Com bastante dificuldade, por lhe faltar uma das pernas, claudicava apoiado em muletas e, com dificuldade maior, portava o que fosse possível para socorrer os aflitos, os feridos, os desamparados e quem, mesmo sem participar da batalha, por esta eram atingidos.

Fez vibrar, com rigor, suas armas: o amor, a piedade, a solidariedade, as lágrimas e orações nos últimos suspiros dos que desencarnavam.

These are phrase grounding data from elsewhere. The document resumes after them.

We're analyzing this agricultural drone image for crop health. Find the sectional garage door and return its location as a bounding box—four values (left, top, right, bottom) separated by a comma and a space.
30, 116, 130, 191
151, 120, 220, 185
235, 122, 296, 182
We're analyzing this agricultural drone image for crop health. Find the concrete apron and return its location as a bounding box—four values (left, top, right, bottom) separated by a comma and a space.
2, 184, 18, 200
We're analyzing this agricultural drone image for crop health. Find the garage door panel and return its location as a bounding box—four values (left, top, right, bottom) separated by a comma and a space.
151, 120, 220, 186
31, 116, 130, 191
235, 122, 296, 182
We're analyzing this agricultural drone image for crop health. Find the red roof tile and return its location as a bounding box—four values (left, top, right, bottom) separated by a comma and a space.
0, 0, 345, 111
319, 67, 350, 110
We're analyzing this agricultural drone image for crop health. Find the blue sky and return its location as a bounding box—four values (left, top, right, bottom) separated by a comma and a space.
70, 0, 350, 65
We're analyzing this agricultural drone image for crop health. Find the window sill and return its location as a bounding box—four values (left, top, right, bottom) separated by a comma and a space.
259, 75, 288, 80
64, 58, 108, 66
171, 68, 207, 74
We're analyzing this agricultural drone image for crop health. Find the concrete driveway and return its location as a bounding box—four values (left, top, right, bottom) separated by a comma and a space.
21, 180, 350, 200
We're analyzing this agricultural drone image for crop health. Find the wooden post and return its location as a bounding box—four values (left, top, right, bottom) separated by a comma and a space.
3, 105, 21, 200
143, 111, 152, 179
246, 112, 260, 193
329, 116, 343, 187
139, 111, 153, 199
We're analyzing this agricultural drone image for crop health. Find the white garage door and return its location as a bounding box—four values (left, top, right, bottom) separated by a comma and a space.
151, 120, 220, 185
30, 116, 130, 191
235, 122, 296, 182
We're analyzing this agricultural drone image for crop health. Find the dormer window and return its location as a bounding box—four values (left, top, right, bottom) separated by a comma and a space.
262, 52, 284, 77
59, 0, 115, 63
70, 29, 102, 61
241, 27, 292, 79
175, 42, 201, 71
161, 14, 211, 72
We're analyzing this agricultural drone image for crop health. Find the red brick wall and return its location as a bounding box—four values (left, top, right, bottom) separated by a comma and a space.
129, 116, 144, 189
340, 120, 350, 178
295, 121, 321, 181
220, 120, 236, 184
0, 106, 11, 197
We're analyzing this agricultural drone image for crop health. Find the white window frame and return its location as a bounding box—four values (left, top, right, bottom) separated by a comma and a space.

Fora um iluminado, um batalhador incansável na aplicação do amor e da estima ao próximo.

Serviu de referência a todos, porque a todos servira, sem se importar de que cor era a bandeira do soldado ou em que solo estava a pisar.

Quando surgia em um sítio, arrastando-se é certo, muitos ponderavam o porquê de alguém tão piedoso, tão bom, tão puro e determinado ao bem, tudo fazia sem uma das mãos e sem uma das pernas, enquanto outros, perfeitos, somente faziam o mal.

Houve mesmo quem, desacorçoado da vida, naquela guerra infeliz, ponderara a respeito de onde estava Deus, para permitir tamanha injustiça a uma pessoa tão pura.

Por certo todas essas pessoas desconheciam os acontecimentos da primeira guerra, onde a então magnânima pessoa figurou como terrível soldado, perfeito matador em nome da legalidade.

O inconformismo com o sofrimento injusto, para eles, do socorrista provocava debates e explicações as mais diferentes.

Certo dia, no auge das discussões, um enfermeiro ouvia tudo e nada dizia até que lhe endereçaram uma pergunta a respeito do porquê daquela injusta situação de uma pessoa tão boa.

Pessoa que a qualquer momento poderia ser morta, já que não portava arma, enquanto outros, maldosos poderiam ser salvos.

O enfermeiro, em poucas palavras, quase que sussurrando, disse o seguinte: – A explicação é simples e leva o nome de reencarnação.

E prosseguiu: – Por meio da reencarnação, espíritos corajosos se propõem ao resgate, ou à expiação ou mesmo ao cumprimento de uma missão, por causas anteriores as quais, quando aconteceram, poderiam até parecer legítimas, por causa da insuficiente evolução moral dos participantes.